Ahead of her speech, overnight index swaps imply around a 78% chance of a 25 basis point BOJ rate hike in June with a full move priced by July, while a second increase is essentially priced by year-end.

The issue for the BOJ is that while policymakers continue to tighten policy, its messaging has often come across as cautious and dovish, limiting the extent to which tightening expectations have been able to build sustainably. To strengthen the yen from a domestic rates perspective, Koeda will likely need to deliver a more hawkish message rather than the cautious tone markets have become accustomed to hearing.

Warsh may matter most

Beyond Koeda, the US data calendar over the next 24 hours is busy without featuring many top-tier releases. Weekly jobless claims and flash PMI data will attract the most attention given their potential influence on Fed pricing and front-end Treasury yields, especially with futures currently implying around 13 basis points of tightening this year and 26 basis points by the middle of next year.

While Japanese CPI data is due Friday, it rarely generates major surprises nowadays given Tokyo inflation data arrives roughly three weeks earlier.

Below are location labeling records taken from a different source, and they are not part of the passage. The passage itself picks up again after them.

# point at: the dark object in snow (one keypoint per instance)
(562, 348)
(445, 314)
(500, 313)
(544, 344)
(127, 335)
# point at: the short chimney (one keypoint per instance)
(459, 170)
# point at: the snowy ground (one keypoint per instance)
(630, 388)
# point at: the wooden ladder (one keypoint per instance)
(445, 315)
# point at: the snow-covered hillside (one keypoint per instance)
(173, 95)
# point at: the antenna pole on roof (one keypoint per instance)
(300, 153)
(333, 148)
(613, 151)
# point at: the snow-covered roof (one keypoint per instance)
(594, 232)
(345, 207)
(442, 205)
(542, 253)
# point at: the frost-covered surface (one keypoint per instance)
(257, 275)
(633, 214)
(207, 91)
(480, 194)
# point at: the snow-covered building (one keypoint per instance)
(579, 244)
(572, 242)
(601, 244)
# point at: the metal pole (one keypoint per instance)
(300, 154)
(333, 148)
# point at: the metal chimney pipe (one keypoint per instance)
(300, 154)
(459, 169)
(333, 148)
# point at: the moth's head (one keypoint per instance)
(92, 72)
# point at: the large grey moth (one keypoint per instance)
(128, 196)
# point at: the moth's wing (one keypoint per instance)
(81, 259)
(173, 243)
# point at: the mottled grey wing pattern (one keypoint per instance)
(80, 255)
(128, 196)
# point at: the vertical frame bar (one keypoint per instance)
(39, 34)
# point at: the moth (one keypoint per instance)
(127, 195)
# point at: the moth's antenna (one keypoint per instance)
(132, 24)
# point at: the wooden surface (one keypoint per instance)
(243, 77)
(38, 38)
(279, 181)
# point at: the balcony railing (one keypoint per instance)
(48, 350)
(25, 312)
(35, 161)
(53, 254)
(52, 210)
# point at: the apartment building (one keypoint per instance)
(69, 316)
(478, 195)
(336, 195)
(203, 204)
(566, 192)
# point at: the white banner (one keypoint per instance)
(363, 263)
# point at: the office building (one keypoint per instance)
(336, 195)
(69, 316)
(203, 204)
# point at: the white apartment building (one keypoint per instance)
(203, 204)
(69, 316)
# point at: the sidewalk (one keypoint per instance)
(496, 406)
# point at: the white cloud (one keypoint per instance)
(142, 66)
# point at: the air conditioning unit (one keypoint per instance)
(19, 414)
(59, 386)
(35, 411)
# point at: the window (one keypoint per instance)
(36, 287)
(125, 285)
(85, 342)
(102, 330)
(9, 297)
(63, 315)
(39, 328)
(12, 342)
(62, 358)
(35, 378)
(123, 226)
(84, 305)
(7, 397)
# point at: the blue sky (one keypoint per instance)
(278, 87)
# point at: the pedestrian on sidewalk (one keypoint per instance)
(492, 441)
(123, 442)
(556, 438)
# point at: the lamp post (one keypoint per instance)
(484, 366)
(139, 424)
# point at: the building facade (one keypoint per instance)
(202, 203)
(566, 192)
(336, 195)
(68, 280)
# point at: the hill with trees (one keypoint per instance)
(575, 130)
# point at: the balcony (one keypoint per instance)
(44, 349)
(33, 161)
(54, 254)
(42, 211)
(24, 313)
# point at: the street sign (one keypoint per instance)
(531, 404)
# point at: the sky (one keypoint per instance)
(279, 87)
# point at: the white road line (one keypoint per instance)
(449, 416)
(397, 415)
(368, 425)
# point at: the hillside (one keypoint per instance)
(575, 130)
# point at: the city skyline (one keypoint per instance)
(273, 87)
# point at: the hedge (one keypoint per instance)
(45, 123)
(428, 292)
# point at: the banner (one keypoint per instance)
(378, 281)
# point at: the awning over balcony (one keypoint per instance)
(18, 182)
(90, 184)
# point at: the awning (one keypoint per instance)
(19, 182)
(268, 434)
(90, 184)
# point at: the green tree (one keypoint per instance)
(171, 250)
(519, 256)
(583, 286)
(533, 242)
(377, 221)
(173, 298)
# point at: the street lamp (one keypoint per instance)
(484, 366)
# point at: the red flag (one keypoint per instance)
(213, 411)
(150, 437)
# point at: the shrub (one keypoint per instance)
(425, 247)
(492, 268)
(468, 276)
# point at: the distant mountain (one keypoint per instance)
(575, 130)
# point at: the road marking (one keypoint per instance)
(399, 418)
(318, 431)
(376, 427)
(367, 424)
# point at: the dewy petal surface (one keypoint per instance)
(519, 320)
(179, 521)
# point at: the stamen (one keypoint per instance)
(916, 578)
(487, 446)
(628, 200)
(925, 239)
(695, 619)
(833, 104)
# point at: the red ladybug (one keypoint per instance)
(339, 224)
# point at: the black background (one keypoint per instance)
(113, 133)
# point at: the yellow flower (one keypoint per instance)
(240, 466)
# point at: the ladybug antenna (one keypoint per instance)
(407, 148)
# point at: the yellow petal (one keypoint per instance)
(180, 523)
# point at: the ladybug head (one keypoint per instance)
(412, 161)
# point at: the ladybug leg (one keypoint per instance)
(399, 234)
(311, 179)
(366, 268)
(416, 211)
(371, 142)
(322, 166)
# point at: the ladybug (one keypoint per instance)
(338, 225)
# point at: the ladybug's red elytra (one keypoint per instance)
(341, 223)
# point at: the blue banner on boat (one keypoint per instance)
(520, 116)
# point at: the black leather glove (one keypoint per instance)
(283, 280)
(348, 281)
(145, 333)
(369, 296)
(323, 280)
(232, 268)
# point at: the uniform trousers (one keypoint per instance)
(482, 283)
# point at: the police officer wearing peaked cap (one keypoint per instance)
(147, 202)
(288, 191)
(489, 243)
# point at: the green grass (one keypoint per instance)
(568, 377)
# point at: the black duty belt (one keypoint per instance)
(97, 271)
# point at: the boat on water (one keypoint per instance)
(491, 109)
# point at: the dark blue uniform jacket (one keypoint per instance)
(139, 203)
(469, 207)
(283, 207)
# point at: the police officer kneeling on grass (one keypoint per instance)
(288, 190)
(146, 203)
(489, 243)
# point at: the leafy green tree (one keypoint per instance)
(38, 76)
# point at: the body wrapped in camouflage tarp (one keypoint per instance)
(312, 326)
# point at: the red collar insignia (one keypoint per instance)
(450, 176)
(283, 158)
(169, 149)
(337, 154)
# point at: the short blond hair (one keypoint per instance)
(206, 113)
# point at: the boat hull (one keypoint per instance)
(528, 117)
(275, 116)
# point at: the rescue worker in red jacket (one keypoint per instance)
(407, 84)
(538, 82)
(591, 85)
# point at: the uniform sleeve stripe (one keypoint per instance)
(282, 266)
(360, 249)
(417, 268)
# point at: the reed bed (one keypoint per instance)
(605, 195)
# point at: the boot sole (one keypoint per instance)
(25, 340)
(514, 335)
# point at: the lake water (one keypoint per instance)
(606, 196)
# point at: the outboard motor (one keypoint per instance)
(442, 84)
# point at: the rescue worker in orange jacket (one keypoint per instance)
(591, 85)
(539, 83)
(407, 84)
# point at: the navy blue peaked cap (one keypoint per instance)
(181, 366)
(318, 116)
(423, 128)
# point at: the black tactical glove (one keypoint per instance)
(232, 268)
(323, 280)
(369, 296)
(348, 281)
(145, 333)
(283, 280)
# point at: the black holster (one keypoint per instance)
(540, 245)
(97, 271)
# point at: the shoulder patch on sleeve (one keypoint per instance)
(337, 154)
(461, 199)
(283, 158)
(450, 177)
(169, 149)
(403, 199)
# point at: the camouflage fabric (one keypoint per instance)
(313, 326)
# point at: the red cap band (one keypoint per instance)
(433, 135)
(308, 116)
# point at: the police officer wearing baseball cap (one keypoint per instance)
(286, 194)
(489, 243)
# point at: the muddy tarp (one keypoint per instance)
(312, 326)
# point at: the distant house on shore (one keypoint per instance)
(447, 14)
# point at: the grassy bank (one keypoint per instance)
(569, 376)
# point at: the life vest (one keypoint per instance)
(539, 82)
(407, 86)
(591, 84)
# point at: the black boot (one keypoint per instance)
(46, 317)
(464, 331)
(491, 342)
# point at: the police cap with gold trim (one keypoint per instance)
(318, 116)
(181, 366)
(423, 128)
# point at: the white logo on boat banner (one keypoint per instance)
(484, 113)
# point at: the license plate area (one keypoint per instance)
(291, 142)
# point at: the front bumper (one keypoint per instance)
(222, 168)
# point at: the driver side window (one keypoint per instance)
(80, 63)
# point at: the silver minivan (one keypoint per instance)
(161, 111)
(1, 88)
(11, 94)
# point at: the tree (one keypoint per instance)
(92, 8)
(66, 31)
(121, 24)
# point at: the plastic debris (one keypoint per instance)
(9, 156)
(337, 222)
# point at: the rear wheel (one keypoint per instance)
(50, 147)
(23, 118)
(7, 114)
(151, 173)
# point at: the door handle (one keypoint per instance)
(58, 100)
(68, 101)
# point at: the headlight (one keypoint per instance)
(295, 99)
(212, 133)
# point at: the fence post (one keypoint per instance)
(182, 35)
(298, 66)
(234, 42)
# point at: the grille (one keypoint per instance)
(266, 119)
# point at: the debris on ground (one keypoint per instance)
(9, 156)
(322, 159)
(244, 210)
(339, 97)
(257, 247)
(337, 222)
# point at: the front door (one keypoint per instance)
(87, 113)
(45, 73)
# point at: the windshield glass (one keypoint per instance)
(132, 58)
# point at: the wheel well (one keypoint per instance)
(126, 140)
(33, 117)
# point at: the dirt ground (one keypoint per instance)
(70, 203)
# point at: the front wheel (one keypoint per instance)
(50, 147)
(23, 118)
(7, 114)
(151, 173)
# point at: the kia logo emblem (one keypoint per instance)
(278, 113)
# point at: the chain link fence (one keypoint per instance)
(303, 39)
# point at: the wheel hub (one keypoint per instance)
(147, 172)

Realistically, the most important event heading into the weekend may come from Washington rather than the data calendar, with markets set to closely watch remarks from incoming Fed Chair Kevin Warsh when Donald Trump formally unveils him during Friday’s swearing-in ceremony.

159 rejections shift tone

Source: TradingView

USD/JPY has broken the uptrend it had been sitting in over the past fortnight following the decline in crude prices and front-end US yields, having struggled to break above 159 resistance in the days beforehand. Should the break stick, it suggests the pair may be entering a new trend.

Right now, the 50DMA is the key level to monitor immediately beneath where the pair now trades, with a move below increasing the risk of a retracement back towards 157.92, the breakout zone from last week. 157 and 156 are notable levels further down, the latter especially given it absorbed strong offers during suspected intervention-related flows around the turn of the month.

On the topside, 159.00 remains important, providing traders with two nearby levels to construct setups around depending on how near-term price action evolves. If the pair were to push meaningfully above 159.00, 160 and 160.73 become the key levels to watch.

The message from the oscillators is broadly neutral when it comes to directional bias, but given the pair struggled to hold probes above 159 in an environment that was otherwise supportive for upside, the preference is to sell rallies rather than buy dips in the near term.